As adults, we pride ourselves with not believing what we cannot see – from ghosts to imaginary friends. Even if that means forgetting the fact that it was an imaginary friend that helped us cope with the troubles of growing up. If we find out that our child has an imaginary playmate, we accuse the child of creating his or her own world and disappearing into it, caring only for the embarrassment we have to face in front of others. In the process, we often tend to forget the issues that the child may be facing or dealing with, for which the only vent is an imaginary friend. Here’s all you wished to know about why children have imaginary friends and what is their significance.
Why Children Have Imaginary Playmates
Here are some reasons why a child may invent friends in his or her mind and prefer to play with them from time to time:
If your little boy or girl is an only child and has no siblings, he or she may have one or more imaginary friends. Studies have shown that children who do not have siblings are more likely to have imaginary friends than those who have younger or older siblings. If it is difficult to find friends of their age around the neighbourhood, such children will become increasingly dependent on their imaginary friends for every kind of support and understanding.

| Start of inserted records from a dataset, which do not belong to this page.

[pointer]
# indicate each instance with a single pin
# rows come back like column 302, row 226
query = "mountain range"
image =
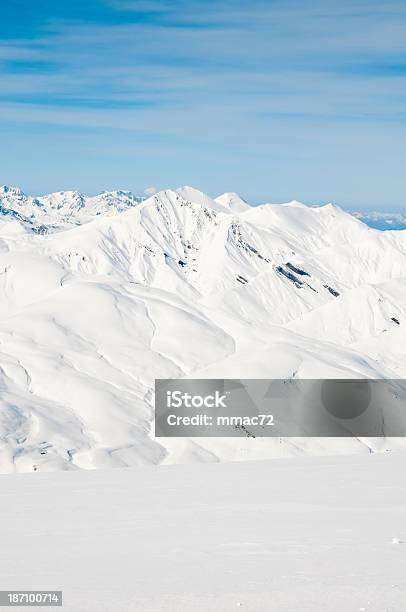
column 102, row 295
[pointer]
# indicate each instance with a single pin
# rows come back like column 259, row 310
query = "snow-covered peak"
column 233, row 201
column 198, row 197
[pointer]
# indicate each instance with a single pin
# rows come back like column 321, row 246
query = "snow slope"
column 308, row 534
column 100, row 296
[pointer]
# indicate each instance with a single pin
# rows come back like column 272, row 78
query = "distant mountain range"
column 100, row 296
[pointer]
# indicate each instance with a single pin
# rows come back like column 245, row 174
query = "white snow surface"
column 99, row 296
column 308, row 534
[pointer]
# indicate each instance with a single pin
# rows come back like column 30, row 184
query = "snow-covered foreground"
column 302, row 534
column 101, row 296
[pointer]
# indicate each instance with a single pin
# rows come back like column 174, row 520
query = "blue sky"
column 275, row 99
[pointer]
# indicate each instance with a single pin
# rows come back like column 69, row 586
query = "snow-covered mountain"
column 100, row 296
column 56, row 210
column 382, row 221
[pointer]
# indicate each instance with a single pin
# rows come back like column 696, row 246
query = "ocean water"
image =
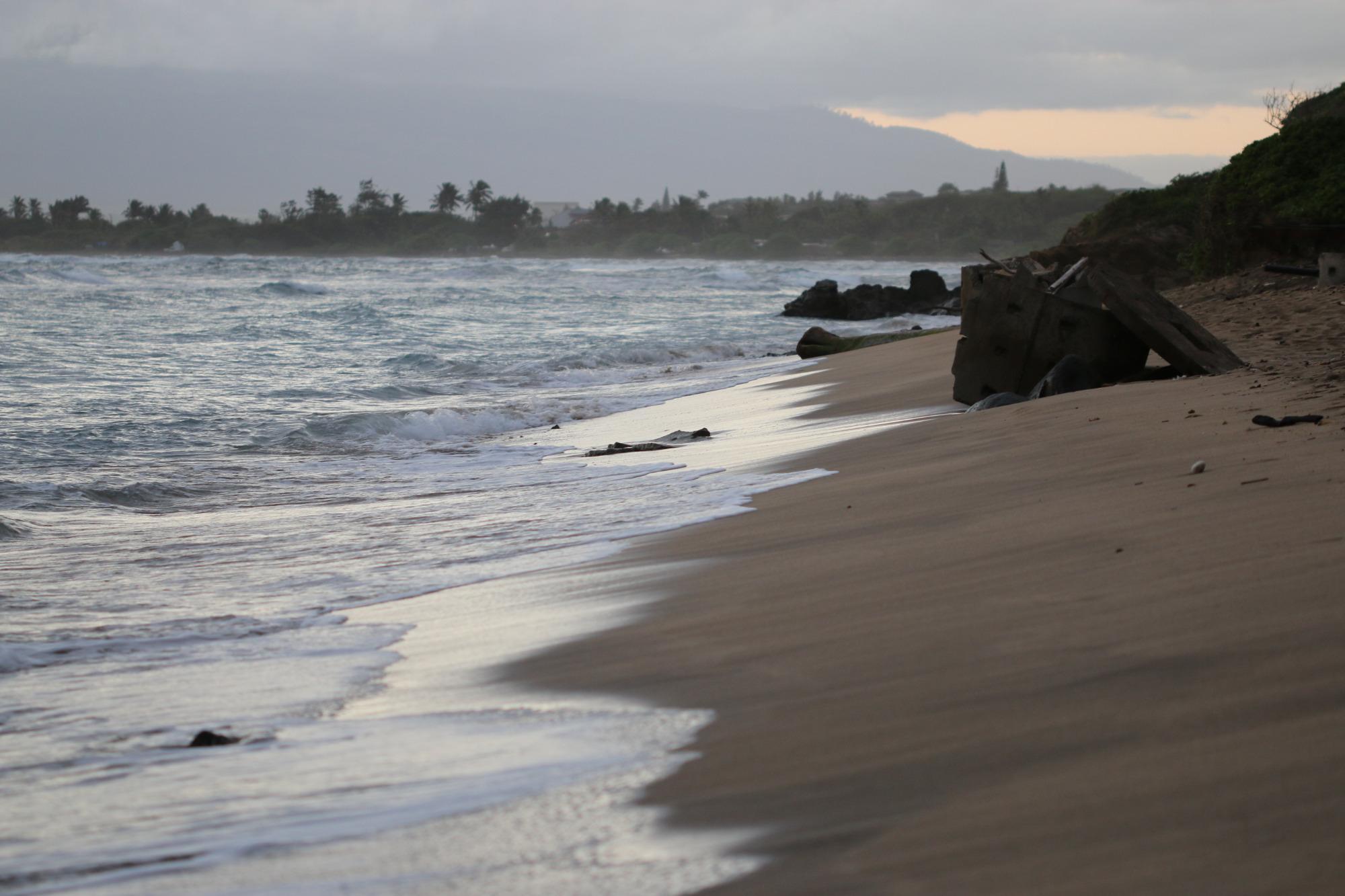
column 208, row 463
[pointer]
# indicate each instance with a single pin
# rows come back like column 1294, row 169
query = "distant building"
column 560, row 214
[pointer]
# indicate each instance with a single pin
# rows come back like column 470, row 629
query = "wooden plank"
column 995, row 261
column 1161, row 325
column 1066, row 279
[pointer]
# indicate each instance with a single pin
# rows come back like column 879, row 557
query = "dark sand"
column 1027, row 651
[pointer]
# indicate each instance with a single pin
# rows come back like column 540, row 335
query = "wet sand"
column 1026, row 651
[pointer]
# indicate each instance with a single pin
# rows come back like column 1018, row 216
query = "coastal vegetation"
column 475, row 220
column 1282, row 196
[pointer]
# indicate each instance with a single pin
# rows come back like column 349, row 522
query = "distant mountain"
column 240, row 142
column 1161, row 169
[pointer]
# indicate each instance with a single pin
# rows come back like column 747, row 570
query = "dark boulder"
column 929, row 288
column 1070, row 374
column 999, row 400
column 867, row 302
column 212, row 739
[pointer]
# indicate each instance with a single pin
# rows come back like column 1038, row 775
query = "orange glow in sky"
column 1221, row 131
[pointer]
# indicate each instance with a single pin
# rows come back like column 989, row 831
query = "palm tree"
column 447, row 198
column 478, row 196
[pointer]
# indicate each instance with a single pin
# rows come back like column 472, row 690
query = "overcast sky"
column 899, row 57
column 1083, row 79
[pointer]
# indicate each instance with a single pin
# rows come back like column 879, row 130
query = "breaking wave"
column 291, row 287
column 83, row 275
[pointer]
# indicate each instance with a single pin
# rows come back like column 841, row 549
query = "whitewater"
column 209, row 464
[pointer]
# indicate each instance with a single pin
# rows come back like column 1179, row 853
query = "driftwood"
column 1161, row 325
column 1292, row 270
column 670, row 440
column 996, row 261
column 1070, row 276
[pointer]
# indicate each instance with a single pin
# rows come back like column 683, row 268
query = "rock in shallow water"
column 212, row 739
column 999, row 400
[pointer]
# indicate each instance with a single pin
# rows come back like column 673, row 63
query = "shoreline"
column 185, row 253
column 1034, row 655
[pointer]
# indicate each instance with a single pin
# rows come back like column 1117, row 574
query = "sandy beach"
column 1028, row 650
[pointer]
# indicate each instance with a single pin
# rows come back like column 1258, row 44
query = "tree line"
column 903, row 224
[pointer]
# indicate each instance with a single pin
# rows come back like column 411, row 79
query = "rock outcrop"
column 927, row 294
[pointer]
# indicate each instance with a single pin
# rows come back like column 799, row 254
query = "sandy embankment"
column 1027, row 651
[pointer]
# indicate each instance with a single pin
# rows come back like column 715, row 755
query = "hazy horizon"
column 251, row 104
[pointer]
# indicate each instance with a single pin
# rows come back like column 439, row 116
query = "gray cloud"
column 917, row 57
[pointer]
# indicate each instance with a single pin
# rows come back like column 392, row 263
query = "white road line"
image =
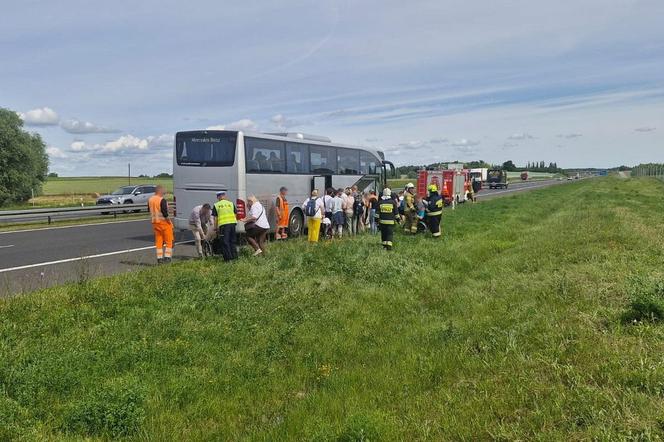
column 100, row 255
column 74, row 225
column 515, row 190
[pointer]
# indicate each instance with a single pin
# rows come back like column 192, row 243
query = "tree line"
column 535, row 166
column 23, row 160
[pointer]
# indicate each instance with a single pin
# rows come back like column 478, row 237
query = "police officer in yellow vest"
column 387, row 214
column 224, row 212
column 409, row 209
column 434, row 210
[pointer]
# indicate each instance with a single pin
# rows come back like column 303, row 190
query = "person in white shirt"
column 314, row 208
column 256, row 225
column 338, row 217
column 349, row 202
column 199, row 224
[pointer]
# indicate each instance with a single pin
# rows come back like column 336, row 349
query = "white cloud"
column 283, row 122
column 463, row 143
column 77, row 146
column 44, row 116
column 243, row 124
column 125, row 143
column 415, row 144
column 164, row 140
column 520, row 136
column 74, row 126
column 55, row 152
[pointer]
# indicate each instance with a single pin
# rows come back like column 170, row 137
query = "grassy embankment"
column 509, row 328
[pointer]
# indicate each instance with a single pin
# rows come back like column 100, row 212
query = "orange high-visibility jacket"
column 158, row 209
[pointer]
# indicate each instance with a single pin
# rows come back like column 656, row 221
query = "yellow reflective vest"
column 225, row 212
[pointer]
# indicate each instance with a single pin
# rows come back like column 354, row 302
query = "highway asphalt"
column 36, row 258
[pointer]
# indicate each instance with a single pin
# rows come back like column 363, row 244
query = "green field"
column 512, row 330
column 101, row 185
column 76, row 191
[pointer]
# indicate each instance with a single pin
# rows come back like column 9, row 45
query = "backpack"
column 310, row 209
column 358, row 206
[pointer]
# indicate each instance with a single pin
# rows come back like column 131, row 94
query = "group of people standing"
column 337, row 213
column 346, row 209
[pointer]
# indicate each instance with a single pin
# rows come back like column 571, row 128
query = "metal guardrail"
column 50, row 214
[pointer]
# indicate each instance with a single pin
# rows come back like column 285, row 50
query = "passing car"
column 497, row 179
column 128, row 195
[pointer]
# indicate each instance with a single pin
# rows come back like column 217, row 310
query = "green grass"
column 76, row 191
column 101, row 185
column 509, row 330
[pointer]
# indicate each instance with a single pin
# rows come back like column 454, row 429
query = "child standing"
column 281, row 206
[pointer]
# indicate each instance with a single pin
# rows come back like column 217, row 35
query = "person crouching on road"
column 388, row 210
column 281, row 207
column 434, row 210
column 199, row 224
column 256, row 225
column 224, row 213
column 161, row 225
column 314, row 209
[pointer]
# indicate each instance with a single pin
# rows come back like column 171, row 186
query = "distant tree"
column 23, row 160
column 509, row 166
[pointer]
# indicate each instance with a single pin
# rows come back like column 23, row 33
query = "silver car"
column 128, row 195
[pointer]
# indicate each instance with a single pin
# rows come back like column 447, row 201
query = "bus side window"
column 368, row 163
column 323, row 159
column 266, row 156
column 297, row 157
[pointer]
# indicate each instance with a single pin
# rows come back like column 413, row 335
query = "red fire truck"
column 452, row 184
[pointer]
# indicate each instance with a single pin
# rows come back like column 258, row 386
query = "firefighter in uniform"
column 434, row 211
column 161, row 225
column 409, row 209
column 224, row 212
column 387, row 214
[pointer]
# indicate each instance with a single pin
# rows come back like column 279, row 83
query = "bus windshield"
column 205, row 149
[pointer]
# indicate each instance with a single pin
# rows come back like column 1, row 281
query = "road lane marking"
column 515, row 190
column 81, row 258
column 74, row 225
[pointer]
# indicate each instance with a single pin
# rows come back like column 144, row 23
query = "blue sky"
column 106, row 83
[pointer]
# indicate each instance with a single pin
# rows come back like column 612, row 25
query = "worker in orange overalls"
column 282, row 214
column 161, row 225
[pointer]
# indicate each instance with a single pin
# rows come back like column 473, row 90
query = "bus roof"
column 306, row 139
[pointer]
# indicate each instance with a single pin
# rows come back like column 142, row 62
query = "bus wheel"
column 295, row 224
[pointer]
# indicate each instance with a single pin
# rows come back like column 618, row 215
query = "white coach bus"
column 244, row 163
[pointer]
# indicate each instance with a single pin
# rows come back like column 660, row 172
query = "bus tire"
column 296, row 223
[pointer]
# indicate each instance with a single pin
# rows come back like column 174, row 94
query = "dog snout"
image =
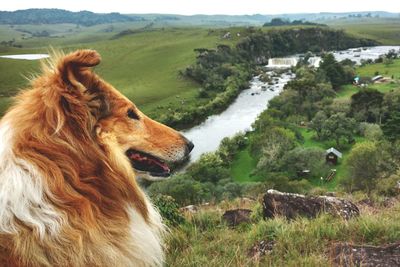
column 189, row 145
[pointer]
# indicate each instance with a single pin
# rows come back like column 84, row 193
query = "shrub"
column 168, row 209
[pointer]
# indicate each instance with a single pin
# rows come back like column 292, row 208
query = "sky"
column 190, row 7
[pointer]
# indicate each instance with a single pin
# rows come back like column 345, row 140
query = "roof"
column 334, row 151
column 378, row 77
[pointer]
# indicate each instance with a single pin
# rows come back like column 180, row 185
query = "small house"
column 332, row 156
column 377, row 78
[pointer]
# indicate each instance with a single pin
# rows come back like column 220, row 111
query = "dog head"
column 93, row 106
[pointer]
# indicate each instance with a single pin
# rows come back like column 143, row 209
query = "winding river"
column 239, row 116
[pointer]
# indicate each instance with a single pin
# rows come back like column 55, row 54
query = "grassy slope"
column 143, row 66
column 244, row 163
column 243, row 166
column 300, row 242
column 384, row 30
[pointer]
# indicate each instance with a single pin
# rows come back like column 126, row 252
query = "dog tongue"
column 149, row 161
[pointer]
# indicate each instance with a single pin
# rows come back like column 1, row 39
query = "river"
column 239, row 116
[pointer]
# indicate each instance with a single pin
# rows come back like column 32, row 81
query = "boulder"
column 345, row 254
column 292, row 205
column 236, row 216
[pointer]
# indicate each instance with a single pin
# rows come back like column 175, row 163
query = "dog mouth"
column 149, row 164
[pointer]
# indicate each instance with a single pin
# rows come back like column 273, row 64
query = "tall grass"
column 205, row 241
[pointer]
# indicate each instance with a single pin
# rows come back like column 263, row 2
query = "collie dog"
column 70, row 149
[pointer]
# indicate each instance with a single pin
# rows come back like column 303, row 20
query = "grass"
column 300, row 242
column 243, row 166
column 387, row 70
column 143, row 66
column 341, row 168
column 384, row 30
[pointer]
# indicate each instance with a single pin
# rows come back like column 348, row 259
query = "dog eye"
column 132, row 114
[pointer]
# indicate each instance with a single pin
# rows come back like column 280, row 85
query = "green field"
column 144, row 66
column 384, row 30
column 387, row 70
column 244, row 164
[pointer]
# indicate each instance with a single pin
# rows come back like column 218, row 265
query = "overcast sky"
column 190, row 7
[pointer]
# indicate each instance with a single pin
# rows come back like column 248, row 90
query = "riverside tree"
column 339, row 126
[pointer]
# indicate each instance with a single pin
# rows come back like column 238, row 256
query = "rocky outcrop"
column 367, row 256
column 289, row 205
column 236, row 216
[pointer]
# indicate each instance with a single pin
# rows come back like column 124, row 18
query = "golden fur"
column 65, row 140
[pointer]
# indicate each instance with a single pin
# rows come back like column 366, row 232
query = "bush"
column 300, row 159
column 168, row 209
column 182, row 188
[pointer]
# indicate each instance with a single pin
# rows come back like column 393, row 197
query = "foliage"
column 363, row 163
column 334, row 71
column 366, row 105
column 182, row 188
column 168, row 209
column 299, row 159
column 299, row 242
column 338, row 126
column 271, row 146
column 391, row 128
column 317, row 123
column 373, row 132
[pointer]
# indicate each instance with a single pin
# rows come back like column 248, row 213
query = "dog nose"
column 189, row 146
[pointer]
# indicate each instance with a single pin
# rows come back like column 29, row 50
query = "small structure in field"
column 332, row 156
column 377, row 78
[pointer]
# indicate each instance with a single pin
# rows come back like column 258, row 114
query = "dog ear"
column 74, row 69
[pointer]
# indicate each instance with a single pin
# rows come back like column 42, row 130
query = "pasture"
column 144, row 66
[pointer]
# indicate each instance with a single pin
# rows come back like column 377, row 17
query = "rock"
column 236, row 216
column 292, row 205
column 261, row 248
column 367, row 256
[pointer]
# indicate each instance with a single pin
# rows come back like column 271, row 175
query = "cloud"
column 190, row 7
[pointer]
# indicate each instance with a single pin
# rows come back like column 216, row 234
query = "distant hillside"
column 285, row 22
column 54, row 16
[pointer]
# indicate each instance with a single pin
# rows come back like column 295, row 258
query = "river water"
column 239, row 116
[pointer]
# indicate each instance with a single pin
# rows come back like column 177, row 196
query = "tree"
column 300, row 159
column 339, row 126
column 363, row 162
column 373, row 132
column 182, row 188
column 317, row 123
column 333, row 70
column 209, row 168
column 271, row 146
column 366, row 105
column 391, row 128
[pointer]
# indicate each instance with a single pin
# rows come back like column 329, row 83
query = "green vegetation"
column 300, row 242
column 283, row 22
column 384, row 30
column 144, row 66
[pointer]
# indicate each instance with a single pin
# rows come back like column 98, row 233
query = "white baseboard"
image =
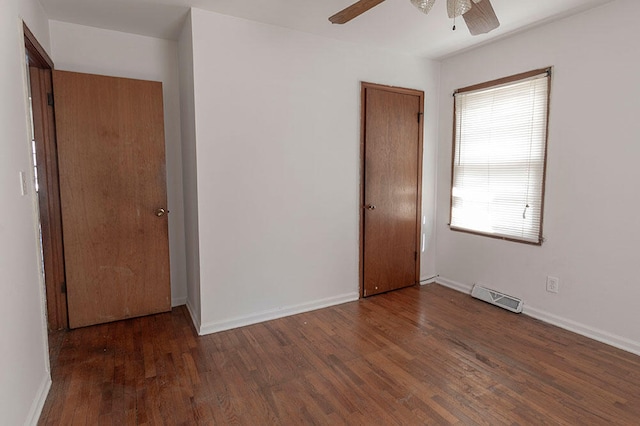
column 38, row 402
column 565, row 323
column 178, row 301
column 463, row 288
column 216, row 326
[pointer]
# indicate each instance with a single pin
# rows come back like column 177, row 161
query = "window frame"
column 487, row 85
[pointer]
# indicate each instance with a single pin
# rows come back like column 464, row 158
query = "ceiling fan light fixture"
column 423, row 6
column 457, row 8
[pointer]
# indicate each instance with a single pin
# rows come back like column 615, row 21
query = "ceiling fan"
column 478, row 14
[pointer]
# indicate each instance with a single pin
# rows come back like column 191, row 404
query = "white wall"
column 97, row 51
column 277, row 115
column 25, row 378
column 590, row 224
column 189, row 170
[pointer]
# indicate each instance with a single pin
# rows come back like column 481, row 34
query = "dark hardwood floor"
column 422, row 355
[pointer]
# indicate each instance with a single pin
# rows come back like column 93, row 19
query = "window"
column 499, row 157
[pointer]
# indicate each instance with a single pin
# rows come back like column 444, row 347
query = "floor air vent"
column 510, row 303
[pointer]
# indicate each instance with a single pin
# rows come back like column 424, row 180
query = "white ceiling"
column 394, row 25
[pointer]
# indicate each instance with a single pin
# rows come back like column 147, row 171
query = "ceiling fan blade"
column 356, row 9
column 481, row 18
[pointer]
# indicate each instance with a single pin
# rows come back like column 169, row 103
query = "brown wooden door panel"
column 112, row 180
column 392, row 152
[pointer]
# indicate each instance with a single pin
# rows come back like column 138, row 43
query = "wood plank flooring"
column 421, row 355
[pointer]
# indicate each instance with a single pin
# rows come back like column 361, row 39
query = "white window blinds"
column 499, row 158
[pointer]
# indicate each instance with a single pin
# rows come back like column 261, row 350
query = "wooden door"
column 110, row 139
column 392, row 153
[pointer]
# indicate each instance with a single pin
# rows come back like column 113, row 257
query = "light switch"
column 23, row 184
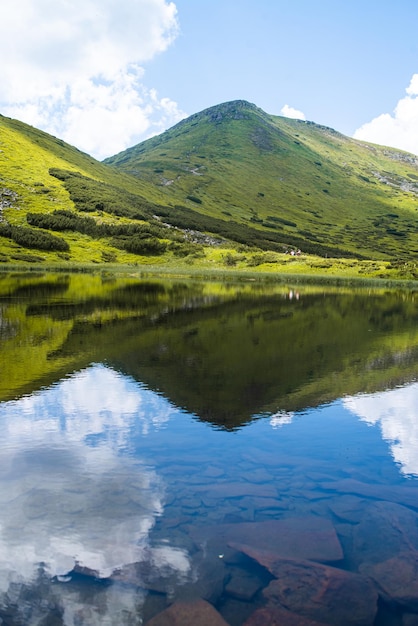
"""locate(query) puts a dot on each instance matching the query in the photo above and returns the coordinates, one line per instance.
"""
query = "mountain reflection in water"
(164, 442)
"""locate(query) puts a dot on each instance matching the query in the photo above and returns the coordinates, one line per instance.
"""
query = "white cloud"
(75, 69)
(399, 129)
(289, 111)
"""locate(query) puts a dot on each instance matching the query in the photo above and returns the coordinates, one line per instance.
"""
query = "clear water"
(148, 428)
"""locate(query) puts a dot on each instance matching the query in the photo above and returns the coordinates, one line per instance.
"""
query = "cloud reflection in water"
(396, 412)
(72, 493)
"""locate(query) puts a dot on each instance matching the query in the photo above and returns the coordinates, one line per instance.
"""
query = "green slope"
(58, 204)
(302, 184)
(230, 186)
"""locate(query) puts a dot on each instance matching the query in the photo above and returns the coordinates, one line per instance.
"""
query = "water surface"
(172, 441)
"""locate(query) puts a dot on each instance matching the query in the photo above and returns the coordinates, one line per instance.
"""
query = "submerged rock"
(397, 579)
(198, 613)
(316, 591)
(323, 593)
(307, 537)
(275, 616)
(385, 530)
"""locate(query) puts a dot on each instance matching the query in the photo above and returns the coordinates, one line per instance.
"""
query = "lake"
(190, 452)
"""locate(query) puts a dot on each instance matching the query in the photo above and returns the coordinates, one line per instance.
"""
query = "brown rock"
(308, 537)
(275, 616)
(397, 578)
(198, 613)
(320, 592)
(242, 585)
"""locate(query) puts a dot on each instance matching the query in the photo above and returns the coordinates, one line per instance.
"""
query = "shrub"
(31, 238)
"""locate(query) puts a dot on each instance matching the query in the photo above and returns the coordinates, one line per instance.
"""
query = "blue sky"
(105, 74)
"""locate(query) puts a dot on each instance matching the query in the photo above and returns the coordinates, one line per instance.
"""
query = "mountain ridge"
(231, 175)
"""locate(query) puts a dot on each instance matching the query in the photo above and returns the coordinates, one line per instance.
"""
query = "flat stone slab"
(385, 530)
(322, 593)
(275, 616)
(198, 613)
(307, 537)
(402, 495)
(237, 490)
(397, 579)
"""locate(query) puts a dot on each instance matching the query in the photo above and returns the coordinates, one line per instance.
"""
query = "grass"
(226, 191)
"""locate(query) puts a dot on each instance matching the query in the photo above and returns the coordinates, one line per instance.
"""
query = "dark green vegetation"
(231, 186)
(225, 353)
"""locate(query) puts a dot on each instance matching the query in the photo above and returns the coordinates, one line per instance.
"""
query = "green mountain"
(297, 182)
(229, 186)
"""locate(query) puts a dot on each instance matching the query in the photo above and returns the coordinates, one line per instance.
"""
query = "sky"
(106, 74)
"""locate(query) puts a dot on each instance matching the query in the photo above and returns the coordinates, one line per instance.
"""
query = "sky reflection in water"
(78, 485)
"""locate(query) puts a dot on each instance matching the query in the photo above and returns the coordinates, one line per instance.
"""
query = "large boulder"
(308, 537)
(385, 530)
(397, 579)
(316, 591)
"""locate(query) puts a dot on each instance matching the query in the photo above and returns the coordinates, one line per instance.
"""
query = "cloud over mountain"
(399, 129)
(78, 69)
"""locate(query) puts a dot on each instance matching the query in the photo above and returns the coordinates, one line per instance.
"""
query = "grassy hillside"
(299, 183)
(230, 187)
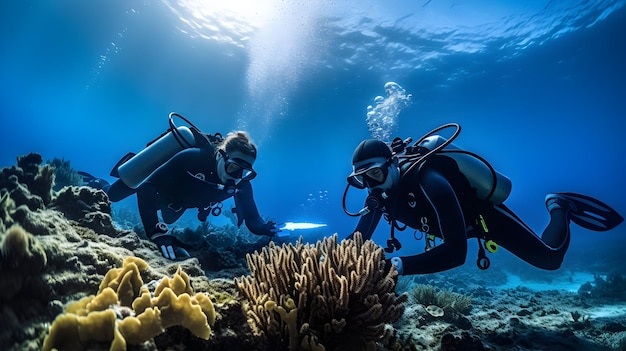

If the only friends that your child has are older to him or her and thus rather overbearing and dominating, your child may look towards imaginary friends to find solace. Many a time, children who have been bullied too much create imaginary pals who are easy to talk to and who always let them win or take the lead in any game that is played. The imaginary friend is a part of an imaginary world where the child is superior and is often the winner.
We often tend to forget that children also get stressed out due to various reasons – it could be because they are not being able to cope at school or because they are finding it hard to make friends or it may just be living in the shadow of an older sibling who seems to be much better than them at everything. Often these concerns of a child are misinterpreted, dismissed or brushed aside by their parents, who are too wrapped up in themselves to notice a child’s needs. In all such situations, the child invents an imaginary friend and talks to him or her about all such concerns.
Those children who have imaginary friends are neither stupid nor do they forget the real world. They create a world of their own as an escape when the “real” world gets too much for their sensitivities. They should not be considered stupid or unintelligent. They are, in fact, of more than average intelligence and are often more creative and imaginative as compared to other children of their age.
Sensitive And Articulate
Since they talk to their imaginary friends endlessly, children who have imaginary friends are often more articulate in their speech and would also be more polite and choose their words well. Since they are practicing talking to someone, their verbal skills are more polished. They also tend to dabble in more languages than one as they may speak in not only their mother tongue but also other languages.